水稲株の位置抽出
今日は週一でモニタリングを行っている画像データから水稲株の位置抽出について紹介します。
稲が生長すると、田植機で移植できなかった欠損場所が上空からのモニタリングではっきり分かるようになります。畦畔から内側の欠損場所を特定するのは,ちょっと難しいです。
今回は移植してから28日後の近赤外オルソ画像を使用しました。
近赤外の波長帯は、植生からの反射率が高くなる特性があります。下の写真は地上から撮影した近赤外画像です。植生がある場所は白くなります。

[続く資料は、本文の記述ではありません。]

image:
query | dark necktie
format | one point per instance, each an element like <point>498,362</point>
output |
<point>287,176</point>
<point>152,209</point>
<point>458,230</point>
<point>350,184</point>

私はいかに安く、価値の高いモニタリングができるかということを基本コンセプにしているので、近赤外カメラは中古のコンデジを2~3万円で購入して改造しました。
まぁ、墜落して壊れても諦めがつく値段です。
地上から撮影した近赤外画像(植生がある場所は白くなります)
改造した近赤外カメラ(Canon S110)
今回試した解析方法
先行研究では、テンプレートマッチングを用いて移植水稲の株位置を推定する研究例があります(リンク先)。今回は、あまり難しい処理をするのではなく、GISの機能を使って位置を抽出してみました。
1)近赤外オルソ画像にローパスフィルタ処理を施して、ノイズを除去する。
2)ノイズ除去した近赤外オルソ画像にフォーカル統計(指定した近傍内の統計情報を計算)を行う。
3)ラスタ-ベクタ変換で、水稲株をポリゴン化する。それ以外のポリゴンデータを削除する.
4)ポリゴンの重心点を求めて、ポイントデータに変換する.
その結果、圃場内の株数は約5.1万株と求めることができました.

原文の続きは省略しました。